Old Bill Toady was already outdoing himself this evening. Matthew hadn’t heard fiddle music that good in a long while.
You haven’t heard ANY music in a long while. Unless you count Jeb Cooper’s humming to himself when you helped him load his freight.
Folks seemed to be having a wonderful time. The music and laughter had an odd effect on Matthew. He didn’t quite understand why, but instead of drawing him toward it, the sound of people enjoying themselves made part of him wish he hadn’t promised Linney a dance. Made him wish he hadn’t agreed to stay in town for a few days.
Already Vernon Lux was talking about how he needed a carpenter to fill the orders he was getting for new wagons over at the implement store, how there would likely be a rash of business once the new homesteaders started breaking ground, how good Matthew had always been at woodworking and such. “Why don’t you think about it,” Lux had said earlier today. “That back room would fix up nice. You could use it for as long as you wanted. I bet Linney would dance a jig to have her pa close by.”
These were the things keeping Matthew up here in the livery. Pondering Plum Grove’s expansion and Linney’s growing up and Katie’s absence. Realizing that Vernon Lux was right. And dreading what it all meant for Matthew Ransom.
“Oh, Mama.” Ella looked down at Mama’s open trunk and the familiar bandbox from a certain milliner’s shop in St.
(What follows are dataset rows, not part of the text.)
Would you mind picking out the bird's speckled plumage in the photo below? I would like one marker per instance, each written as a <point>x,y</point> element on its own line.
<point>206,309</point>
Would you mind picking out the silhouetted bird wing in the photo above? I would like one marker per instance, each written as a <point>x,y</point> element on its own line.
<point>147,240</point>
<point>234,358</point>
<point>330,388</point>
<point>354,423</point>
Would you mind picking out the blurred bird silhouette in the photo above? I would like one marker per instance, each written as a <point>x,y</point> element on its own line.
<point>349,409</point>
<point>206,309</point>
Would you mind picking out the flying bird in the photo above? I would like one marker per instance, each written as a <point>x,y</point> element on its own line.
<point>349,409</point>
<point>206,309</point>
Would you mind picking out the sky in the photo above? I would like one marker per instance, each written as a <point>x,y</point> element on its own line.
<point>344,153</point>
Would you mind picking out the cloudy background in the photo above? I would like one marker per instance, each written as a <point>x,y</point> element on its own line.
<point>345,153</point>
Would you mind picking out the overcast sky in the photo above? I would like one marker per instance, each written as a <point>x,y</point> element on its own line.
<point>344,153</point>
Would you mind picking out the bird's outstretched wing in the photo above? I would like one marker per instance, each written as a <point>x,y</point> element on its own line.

Louis. How had she managed to sneak it onto the train? “How did you—”
Mama waved a hand in the air. “Where there is the will, Zita finds a way.” She grinned. “You are so easy to fool sometimes.” She pointed to the hatbox. “The hard part was keeping you from seeing it when I took it out of my traveling case last night.” Mama chuckled. “I thought you’d never go to the necessary! Now—” She reached for the hat. “Hurry and put on your Sunday dress. It doesn’t match exactly, but—”
“Mama.” Ella glanced toward the hallway, mindful of how the other ladies had looked a few minutes ago as they helped Mrs. Jamison out the door and toward the dining hall. Multicolored songbirds fluttering up the street—that’s what Ella had thought. Even Mrs. Dow had laid aside black in favor of indigo silk.
“Take it.” Mama held out the new hat. “A new hat for a new life. Wear it to please
me
.”
“I can’t.” Ella plopped down on the bed. How could she make Mama understand? It had taken so very much effort to grasp a new dream and new hope and to climb back into the light. But that light did not include womanly things like new bonnets and waltzes. Ella’s new light shone on dreams of well-fed livestock and mountains of newly mown hay.